Lenders must ensure that they are properly advised and thorough due diligence is undertaken to ensure that the security structure would deliver as expected on an enforcement scenario. Guarantees at parent/sponsor level can also serve to make the loan more creditworthy. The usual methods of enforcement apply to any care home financing. However, liquidity can be of concern for lenders, which stems from the lack of operators in the market to buy (the majority of the market is made up of independent operators).
If a sale of the operating business is structured as a business/asset sale, any buyer would have to be registered with the CQC. The CQC would also have to approve the business sale. While this is not an insurmountable issue, it can delay a sale and it is within the gift of the CQC to block any sale (although given the current market and the need for care homes, it is hard to see why it would choose to do so when the potential buyer is CQC registered).
A sale can be structured by way of share sale which then avoids the CQC sale requirements, but any buyer would need to be comfortable with the liabilities left in the borrower/borrowing group and mindful of the ongoing CQC regulatory requirements. The fall-back position would be to close the care home and realise the value in the property itself and any assets that could be sold to interested buyers although alternative use options may be limited either by planning or local policy positions.
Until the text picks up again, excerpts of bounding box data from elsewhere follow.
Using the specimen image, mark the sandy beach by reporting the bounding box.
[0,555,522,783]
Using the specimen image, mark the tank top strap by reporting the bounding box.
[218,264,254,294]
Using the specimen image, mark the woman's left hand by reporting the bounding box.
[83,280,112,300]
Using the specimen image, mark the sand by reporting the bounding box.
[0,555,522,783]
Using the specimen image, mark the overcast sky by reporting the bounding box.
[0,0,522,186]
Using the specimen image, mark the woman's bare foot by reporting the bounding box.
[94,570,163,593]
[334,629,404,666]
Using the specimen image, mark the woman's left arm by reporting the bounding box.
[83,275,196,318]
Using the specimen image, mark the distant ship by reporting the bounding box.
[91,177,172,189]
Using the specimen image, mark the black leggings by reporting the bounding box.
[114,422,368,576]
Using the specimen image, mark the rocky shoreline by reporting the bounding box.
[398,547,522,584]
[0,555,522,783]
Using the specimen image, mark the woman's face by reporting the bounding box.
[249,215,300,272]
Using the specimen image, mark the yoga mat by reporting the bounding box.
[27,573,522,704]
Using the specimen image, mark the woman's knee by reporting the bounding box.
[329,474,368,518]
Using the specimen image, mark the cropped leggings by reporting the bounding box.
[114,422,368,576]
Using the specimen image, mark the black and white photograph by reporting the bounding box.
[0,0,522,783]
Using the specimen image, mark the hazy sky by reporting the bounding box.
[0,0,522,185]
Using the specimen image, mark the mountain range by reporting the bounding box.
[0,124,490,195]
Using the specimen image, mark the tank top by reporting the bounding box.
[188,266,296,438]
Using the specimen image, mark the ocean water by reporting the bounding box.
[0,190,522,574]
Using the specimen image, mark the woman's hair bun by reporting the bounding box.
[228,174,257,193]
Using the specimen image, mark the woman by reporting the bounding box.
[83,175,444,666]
Given demographics, global investor trends and the search for portfolio diversification amongst lenders, the UK private care homes sector seems likely to expand. Asia and the Pacific Rim are ahead of the game, and international investors are beginning to take a firm interest in the UK market. There are nuances to be aware of in funding against this asset-class. However, carefully crafted documentation will seek to mitigate and protect against the risks.